On the surface the Puccios seem like a model family.  They pray before meals, have a mother (Lili Popovich) who is a domestic goddess and a father who is present in the lives of his kids; he even sits around the table helping them with their math homework.  It, however, is a case of everything not being as it seems.  If you watch things closely you soon realize that the entire family is frightened of patriarch Arquimedes (Guillermo Francella – The Secret in Their Eyes), who rules with an iron fist.  Then there are the rooms that are off limits and so you realize that is where he has stashed those he has kidnapped.  It is a house of horrors.

 

Early in the 1980s Argentina was a country in a state of chaos.  Just prior to this period was called the Dirty Wars.  They were changing from a military dictatorship to a democracy in 1983 and to say there were growing pains is an understatement.  Out of this chaos emerged those who saw opportunity and a cottage industry of kidnapping rich people for ransom sprung up.  Arquimedes, a former intelligence officer, used his military connections to make his way in this world.

 

A big cog in the wheel of his crime machine are Arquimedes’ sons.  He is not above getting them to help him in his schemes.  After one son then another flees under the guise of going off to play rugby to get away from him and the danger he exposes everyone to, Arquimedes now has rugby star son, Alex (Peter Lanzani), helping him.  At a certain point it becomes too much for Alex and he tells his father he is stopping and getting married.  It won’t be easy because just like those tied up in the rooms of his house, Alex is also a prisoner.  You know eventually he will reach his breaking point.

 

Don’t be scared away from watching this political drama as you don’t have to know anything about Argentinian history to fully appreciate Trapero’s film.  It is more Scorsese than it is Schindler’s List.  Rather it is a look at human behaviour and nature.  The moral issues abound.  Family loyalty, a government in transition turning a blind eye on crime to keep things going forward and betrayal are just some of those touched upon in this eerily riveting film.

 

At the beginning of the film they tell us that this is based on a true story.  That is what makes this even more amazing.  What is fascinating about the film is you constantly wonder if the female members of the family really know what is going or are they ignorant?  Can they really not hear the cries and moans of the kidnapped people?

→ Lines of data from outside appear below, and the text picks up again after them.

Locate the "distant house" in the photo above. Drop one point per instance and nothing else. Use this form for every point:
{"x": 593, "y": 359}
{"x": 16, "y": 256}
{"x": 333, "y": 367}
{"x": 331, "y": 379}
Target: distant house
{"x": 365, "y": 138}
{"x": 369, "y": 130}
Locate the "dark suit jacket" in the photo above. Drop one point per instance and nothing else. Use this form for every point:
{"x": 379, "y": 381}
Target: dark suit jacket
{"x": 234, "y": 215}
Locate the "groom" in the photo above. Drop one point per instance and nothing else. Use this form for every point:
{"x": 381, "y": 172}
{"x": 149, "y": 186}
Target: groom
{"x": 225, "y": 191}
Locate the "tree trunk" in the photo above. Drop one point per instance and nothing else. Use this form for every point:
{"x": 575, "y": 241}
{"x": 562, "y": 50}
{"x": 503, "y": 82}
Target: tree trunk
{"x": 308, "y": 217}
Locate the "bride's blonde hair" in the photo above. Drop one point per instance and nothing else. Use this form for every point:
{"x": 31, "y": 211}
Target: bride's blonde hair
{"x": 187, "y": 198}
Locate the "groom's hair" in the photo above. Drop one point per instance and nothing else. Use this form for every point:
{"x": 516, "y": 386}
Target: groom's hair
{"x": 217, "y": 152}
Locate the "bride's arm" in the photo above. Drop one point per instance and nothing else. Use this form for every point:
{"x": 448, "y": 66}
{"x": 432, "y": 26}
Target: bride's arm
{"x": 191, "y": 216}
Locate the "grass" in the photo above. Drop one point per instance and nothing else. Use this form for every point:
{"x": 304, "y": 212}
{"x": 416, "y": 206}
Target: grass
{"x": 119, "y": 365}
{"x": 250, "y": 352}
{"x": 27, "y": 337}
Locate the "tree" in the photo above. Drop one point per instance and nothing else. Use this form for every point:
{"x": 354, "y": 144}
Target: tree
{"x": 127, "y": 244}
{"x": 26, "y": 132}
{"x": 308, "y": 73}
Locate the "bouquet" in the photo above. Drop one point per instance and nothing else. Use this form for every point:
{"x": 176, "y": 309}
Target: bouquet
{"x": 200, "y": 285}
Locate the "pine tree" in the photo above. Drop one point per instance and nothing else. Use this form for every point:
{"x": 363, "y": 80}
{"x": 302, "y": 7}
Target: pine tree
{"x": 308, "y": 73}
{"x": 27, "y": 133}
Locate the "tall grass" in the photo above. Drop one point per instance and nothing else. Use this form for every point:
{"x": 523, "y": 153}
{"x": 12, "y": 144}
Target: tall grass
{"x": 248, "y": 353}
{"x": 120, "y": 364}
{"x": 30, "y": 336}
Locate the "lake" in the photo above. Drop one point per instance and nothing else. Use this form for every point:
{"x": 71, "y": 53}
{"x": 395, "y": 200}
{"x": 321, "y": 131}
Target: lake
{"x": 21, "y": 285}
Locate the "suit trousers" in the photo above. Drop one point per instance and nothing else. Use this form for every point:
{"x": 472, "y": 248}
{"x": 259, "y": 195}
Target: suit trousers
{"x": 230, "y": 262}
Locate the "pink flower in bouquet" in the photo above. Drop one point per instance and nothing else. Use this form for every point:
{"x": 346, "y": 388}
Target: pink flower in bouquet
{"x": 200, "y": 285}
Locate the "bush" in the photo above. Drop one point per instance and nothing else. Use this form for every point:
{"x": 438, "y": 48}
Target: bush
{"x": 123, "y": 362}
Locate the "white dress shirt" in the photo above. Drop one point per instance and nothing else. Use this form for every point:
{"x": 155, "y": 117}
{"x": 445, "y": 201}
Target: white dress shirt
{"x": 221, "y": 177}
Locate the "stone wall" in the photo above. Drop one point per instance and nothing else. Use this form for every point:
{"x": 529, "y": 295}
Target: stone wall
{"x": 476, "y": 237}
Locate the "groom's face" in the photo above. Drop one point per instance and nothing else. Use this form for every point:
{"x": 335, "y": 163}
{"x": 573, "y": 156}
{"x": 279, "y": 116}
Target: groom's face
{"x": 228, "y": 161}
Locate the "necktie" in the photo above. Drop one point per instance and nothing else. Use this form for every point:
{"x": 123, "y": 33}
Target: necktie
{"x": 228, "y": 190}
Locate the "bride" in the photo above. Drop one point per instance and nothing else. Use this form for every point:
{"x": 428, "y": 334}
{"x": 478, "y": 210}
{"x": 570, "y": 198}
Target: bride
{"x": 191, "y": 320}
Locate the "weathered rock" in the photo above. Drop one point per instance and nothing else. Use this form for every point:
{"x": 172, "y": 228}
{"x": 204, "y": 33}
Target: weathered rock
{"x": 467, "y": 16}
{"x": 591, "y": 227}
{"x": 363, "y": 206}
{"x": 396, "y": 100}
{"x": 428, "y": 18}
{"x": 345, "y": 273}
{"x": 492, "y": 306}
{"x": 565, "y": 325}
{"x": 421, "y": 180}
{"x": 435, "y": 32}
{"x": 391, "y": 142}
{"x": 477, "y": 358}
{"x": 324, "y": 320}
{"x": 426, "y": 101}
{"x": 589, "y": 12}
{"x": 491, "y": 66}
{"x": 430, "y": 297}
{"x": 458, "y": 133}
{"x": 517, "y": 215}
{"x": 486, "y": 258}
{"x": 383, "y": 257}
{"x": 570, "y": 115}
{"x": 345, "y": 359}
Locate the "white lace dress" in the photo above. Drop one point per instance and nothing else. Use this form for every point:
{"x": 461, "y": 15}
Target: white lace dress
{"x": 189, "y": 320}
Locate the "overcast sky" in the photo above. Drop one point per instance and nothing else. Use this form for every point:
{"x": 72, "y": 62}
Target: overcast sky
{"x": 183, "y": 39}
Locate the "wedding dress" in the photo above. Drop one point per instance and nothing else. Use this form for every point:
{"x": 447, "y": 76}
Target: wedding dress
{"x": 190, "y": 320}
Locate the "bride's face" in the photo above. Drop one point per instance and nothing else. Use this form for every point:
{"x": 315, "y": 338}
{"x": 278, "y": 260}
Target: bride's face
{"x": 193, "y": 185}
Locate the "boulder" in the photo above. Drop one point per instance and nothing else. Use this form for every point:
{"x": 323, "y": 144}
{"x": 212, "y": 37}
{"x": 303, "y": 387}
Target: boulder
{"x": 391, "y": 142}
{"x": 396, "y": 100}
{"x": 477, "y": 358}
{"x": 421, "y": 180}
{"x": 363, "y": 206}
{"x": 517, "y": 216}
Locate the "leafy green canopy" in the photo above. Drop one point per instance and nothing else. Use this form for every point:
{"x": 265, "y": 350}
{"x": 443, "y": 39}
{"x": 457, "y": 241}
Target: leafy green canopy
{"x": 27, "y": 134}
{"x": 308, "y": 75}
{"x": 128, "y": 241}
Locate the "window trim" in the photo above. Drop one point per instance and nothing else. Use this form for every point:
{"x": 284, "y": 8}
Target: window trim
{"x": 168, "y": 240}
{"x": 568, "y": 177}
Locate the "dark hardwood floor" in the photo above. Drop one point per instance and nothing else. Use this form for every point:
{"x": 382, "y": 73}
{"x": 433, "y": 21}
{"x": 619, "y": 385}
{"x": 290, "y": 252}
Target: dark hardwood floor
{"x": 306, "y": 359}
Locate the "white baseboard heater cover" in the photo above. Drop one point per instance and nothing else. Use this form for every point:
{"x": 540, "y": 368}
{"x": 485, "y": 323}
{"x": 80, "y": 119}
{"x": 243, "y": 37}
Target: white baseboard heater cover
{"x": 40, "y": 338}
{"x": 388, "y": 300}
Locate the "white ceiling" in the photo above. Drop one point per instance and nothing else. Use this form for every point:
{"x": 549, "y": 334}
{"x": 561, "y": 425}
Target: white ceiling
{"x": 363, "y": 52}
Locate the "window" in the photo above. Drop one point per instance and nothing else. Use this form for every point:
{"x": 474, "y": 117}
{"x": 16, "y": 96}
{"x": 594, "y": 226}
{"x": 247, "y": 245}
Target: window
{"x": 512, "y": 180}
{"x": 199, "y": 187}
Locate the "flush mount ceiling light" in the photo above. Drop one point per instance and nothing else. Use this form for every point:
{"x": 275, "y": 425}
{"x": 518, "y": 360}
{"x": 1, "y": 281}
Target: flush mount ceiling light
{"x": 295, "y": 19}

This air of mystery is carried out successfully by director Pablo Trapero (7 Days in Havana) and aided greatly by his leading man Francella.  It is an interesting decision by Trapero to look at this period from the criminal’s perspective rather than the usual point of view being the victims’.  Makes your reaction and feelings differ.  Francella constructs a complete character in that the man is very charismatic and seems a real family man one moment and then the next he is having hostages killed.  He makes the answer to the question uncertain as to whether if this man was your father would you see him for the monster he is?